ICT: What are the most significant challenges health care systems face in ensuring early detection and timely intervention for lymphedema patients? How can these challenges be addressed on a broader scale?
SC: Identifying patients in the early stage of breast cancer-related lymphedema (BCRL) requires proactive screening by medical professionals. Currently, a diagnosis of chronic BCRL (C-BCRL) is typically made after visible or clinically apparent changes or symptoms occur. Before these changes, subclinical disease occurs, as indicated by an increase in extracellular fluid. Accurately identifying subclinical disease before it is visible facilitates early intervention and possibly C-BCRL prevention.
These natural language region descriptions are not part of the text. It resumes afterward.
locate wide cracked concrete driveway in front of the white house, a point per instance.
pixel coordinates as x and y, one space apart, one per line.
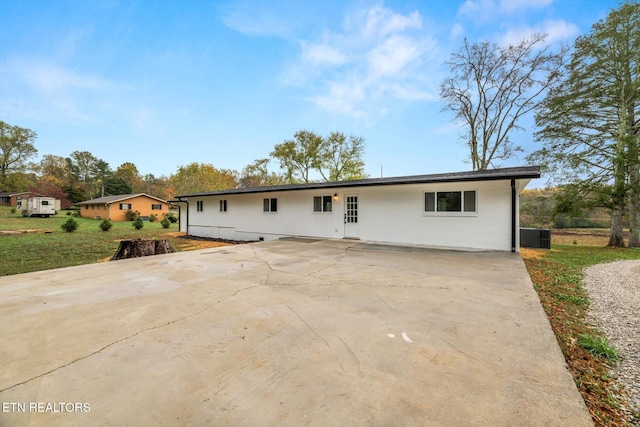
285 333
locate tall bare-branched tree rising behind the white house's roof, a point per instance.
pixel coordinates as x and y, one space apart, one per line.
492 87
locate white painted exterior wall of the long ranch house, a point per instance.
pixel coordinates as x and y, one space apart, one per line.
393 213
Many tools help quantify the development of subclinical (or early) BCRL. The only quantitative screening tool recommended by the National Comprehensive Care Network is bioimpedance spectroscopy. Additionally, it is crucial to educate patients about risk factors, early signs of lymphedema, and preventive measures.
Once early lymphedema is identified, customized exercise programs, delivered through digital platforms or inperson by trained therapists, can help maintain limb mobility and function, reducing the risk of lymphedema progression.
Digital platforms can offer educational resources, exercise programs, and tools for self-monitoring, promoting adherence to lymphedema prevention and management practices. Advanced imaging techniques can visualize lymphatic function and structure, aiding in early diagnosis and tailoring individual treatment plans.